Last week not only saw publication of the latest CPA output forecast – signalling falling output until 2012, but also some unwelcome news from the high street, with the British Retail Consortium reporting its poorest sales figures in 16 years – down 3.5% like for like on March 2010. BRC’s data illustrates the perils of relying on single points of data - March 2010 had been a particularly good trading month because of an early Easter - but the data illustrates the challenges for the economy, barely two weeks into the new austerity programme.
But other than tough trading conditions, what do the construction industry and the retail industry have in common? Latest consumer and factory gate inflation data indicates just how difficult conditions could be for the supply chain in the months ahead. Look behind the surprisingly good CPI data and it has been control of food inflation, running at a relatively low 2.4%, that is helping to restrain further growth in prices. Looking even further back at factory gate prices – up by 5.4% year on year for UK manufacturers - and it is evident that a significant absorption of costs is taking place within the supply chain.

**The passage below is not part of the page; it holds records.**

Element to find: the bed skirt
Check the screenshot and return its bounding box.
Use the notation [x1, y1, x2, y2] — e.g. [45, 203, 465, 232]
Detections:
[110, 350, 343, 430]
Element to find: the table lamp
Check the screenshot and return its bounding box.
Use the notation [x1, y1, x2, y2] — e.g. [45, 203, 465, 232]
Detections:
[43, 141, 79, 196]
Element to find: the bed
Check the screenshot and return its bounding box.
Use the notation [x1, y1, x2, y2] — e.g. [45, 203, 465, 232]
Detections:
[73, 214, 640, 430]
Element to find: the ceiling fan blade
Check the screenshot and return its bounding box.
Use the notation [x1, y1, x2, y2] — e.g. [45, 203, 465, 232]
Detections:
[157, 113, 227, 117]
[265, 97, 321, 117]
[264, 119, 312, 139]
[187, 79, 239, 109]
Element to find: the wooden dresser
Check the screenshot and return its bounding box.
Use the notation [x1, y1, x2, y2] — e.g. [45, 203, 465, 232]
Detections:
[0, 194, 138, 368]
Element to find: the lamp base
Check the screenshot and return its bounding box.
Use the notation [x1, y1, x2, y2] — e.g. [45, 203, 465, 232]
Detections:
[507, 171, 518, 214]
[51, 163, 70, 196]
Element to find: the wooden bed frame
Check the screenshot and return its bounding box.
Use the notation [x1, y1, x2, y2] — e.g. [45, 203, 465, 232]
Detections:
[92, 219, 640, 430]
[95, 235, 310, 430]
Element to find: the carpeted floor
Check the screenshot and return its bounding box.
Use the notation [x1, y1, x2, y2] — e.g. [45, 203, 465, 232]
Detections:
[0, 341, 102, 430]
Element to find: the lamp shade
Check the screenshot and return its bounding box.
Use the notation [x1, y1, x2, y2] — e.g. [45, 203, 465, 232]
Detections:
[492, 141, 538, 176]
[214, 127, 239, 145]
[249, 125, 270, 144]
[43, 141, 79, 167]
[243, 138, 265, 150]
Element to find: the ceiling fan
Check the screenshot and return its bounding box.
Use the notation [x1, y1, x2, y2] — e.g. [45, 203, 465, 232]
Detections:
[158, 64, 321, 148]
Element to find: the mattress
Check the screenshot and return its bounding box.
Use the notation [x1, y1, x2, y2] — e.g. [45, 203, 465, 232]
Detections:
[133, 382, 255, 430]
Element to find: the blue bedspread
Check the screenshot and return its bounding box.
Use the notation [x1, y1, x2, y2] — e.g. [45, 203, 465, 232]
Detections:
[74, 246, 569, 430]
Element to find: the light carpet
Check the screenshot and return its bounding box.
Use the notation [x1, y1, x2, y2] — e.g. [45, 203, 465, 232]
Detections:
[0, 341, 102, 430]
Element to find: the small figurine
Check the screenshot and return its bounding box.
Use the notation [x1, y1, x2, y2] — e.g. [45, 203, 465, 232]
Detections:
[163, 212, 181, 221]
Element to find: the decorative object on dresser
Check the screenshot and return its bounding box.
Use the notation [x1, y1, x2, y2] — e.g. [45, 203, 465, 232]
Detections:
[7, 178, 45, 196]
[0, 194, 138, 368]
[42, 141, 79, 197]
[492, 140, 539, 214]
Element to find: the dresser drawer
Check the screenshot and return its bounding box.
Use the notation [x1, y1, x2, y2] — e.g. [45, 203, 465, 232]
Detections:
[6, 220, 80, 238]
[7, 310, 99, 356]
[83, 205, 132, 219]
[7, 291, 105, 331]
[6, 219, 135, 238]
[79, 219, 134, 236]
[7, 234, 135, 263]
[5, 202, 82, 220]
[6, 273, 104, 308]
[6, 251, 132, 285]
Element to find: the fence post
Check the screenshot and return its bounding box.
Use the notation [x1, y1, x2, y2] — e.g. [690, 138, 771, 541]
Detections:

Construction sector costs have risen by nearly 8% in the year and prices have mostly remained static. However, the increased impact of demand-driven deflation to the high street serves as a painful reminder of the scale of the correction that lies ahead of us. The retail sector is one of the few bright spots in the CPA’s forecast – increasing by 6% in 2011 – and it clearly needs help to keep costs down and tills ringing.
Affordability remains a key challenge in the industry. Construction is the ultimate big ticket purchase and, as in the high street, it harms the industry more than the consumer when purchases are deferred.